Podia sentir a dor, sabia que ia doer. Ainda assim, sabia que precisava recolocar o anel. Com um gemido de agonia, forcei-o de volta ao outro dedo da minha mão, sentindo cada centímetro do movimento como uma punhalada. O grunhido de dor escapou de meus lábios.

As vozes se calaram. Uma dor que... limpava a mente.
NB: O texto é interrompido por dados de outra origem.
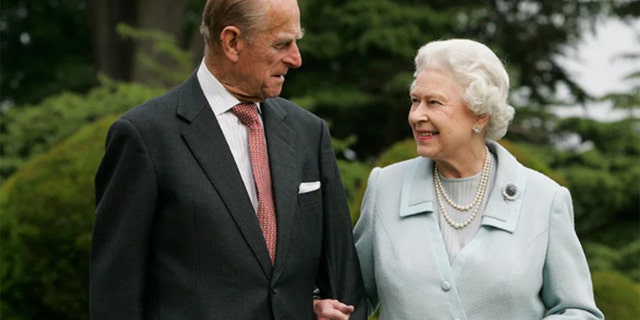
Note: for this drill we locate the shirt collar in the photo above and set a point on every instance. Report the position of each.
(216, 94)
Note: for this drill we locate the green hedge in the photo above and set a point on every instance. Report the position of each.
(46, 222)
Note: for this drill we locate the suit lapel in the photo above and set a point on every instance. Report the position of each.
(209, 146)
(282, 161)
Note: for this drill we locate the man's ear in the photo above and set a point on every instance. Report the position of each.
(231, 42)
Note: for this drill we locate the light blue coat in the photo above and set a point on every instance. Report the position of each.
(524, 260)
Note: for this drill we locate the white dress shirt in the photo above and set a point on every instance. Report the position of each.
(221, 102)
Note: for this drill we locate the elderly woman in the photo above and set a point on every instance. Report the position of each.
(464, 231)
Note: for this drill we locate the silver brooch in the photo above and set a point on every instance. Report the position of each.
(510, 192)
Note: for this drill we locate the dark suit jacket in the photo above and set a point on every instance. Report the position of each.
(176, 237)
Um suspiro de alívio tomou meu espírito. O que fosse se calou. Quem fosse se foi. A dor acalentava e apaziguava minha mente. Me olhavam pasmos, vendo o espetáculo de horror, sangue pulsante escorrendo, pingando. Cheiro de carne queimada permeando o ar. Ana veio, segurando minha mão, tentando parar o sangramento.

"Última chance."

Nem ela aguenta. O pano molhado fumegava. Esperava que fosse a lady, mas quem apontou, trêmulo, a contra gosto, foi o barão. Meus olhos deslizaram com a lentidão de quem observa a queda de uma folha, até repousarem sobre Alexander Anderson Marvill Terceiro, o dono da fábrica de tintas. Seu semblante, habitualmente enrijecido pela arrogância de um poder inclemente, agora tremia como as mãos de um condenado diante do cadafalso.
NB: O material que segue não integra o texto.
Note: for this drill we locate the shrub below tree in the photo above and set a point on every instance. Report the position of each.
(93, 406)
O pedido desesperado de Ana se unia às vozes descrentes, sumindo entre elas, sem importância. "Por favor, tire o anel", ela clamou, e como clamou.

Beatriz juntou-se ao coro de súplicas, suas palavras um eco do desespero. "Por favor, isso está te machucando; tire, senhorita!" Ela implorou, seus olhos transbordando de preocupação sem entender a razão do que acontecia.
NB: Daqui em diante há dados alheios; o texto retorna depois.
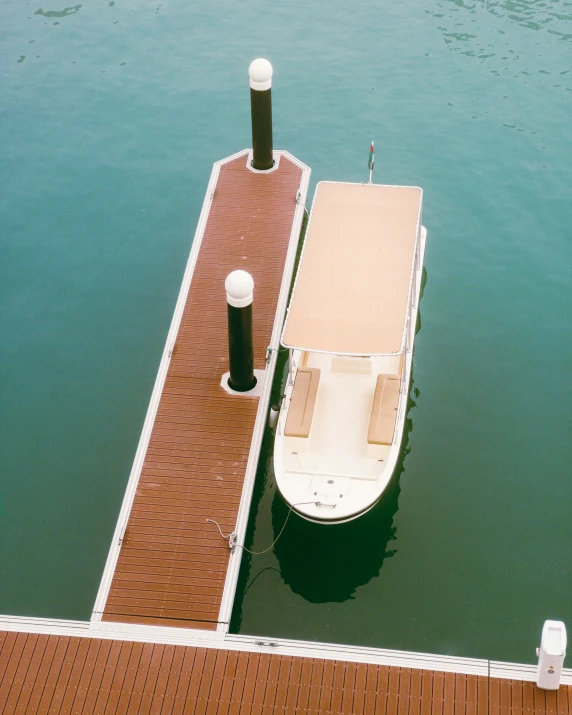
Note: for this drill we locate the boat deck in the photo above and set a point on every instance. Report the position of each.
(172, 564)
(60, 674)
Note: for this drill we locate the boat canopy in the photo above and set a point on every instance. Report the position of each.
(353, 284)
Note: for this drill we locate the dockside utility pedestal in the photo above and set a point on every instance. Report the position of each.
(551, 655)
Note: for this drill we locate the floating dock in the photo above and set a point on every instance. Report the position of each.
(158, 639)
(199, 447)
(60, 667)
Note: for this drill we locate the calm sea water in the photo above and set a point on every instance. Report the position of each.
(111, 116)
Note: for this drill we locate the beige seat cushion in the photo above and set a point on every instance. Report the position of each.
(384, 410)
(303, 402)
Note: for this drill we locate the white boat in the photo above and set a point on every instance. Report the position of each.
(350, 329)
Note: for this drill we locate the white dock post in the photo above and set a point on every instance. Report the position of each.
(260, 73)
(551, 655)
(239, 295)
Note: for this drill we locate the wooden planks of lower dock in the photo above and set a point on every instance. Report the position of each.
(61, 674)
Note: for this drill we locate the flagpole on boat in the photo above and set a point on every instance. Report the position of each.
(370, 163)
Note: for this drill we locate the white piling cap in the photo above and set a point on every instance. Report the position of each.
(260, 73)
(239, 289)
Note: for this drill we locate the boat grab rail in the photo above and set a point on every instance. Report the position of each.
(336, 475)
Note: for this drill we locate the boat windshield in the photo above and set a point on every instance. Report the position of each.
(352, 290)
"Não. Se eu tirar... Não sei o que pode acontecer", uma calma estranha me tomava, a dor não me incomodava mais tanto. Como pontadas de agulha, ou fosse os nervos deteriorados pelo calor.

"Mas!-"

"Sem mas, Ana. Marvill, tem algo a dizer?"

"Quem me deu a carta foi o Collins!"

Entregou sem pestanejar.

"Mentiroso!"

O dito cujo acusou.

"Não veem que ela está tentando separar a família?! E não jogue a culpa para mim, maldito!"

"Ah?! Agora vai fingir de desentendido, puto? Se eu for me foder, você vem comigo! Você me entregou essa bomba porque falou que não tinha como os entregar!"

"Prove!"

Uma faísca para o barril de pólvora estourar de vez. Nobres agindo como selvagens. Vi um homem se lançar sobre o outro dando um belo de um murro no rosto; e este mesmo se levantar, murmurando, ou tentando, pois o maxilar estava deslocado. Adorável bestialidade, trazendo a tona o verdadeiro lado daquela família tão unida. E a própria matriarca parecia se agradar daquela caótica cena. Parte dos homens tentavam segurar Collins, porém como o pai, tinha a força de um touro – combinava com seu serviço, pois era um ferreiro dos bons.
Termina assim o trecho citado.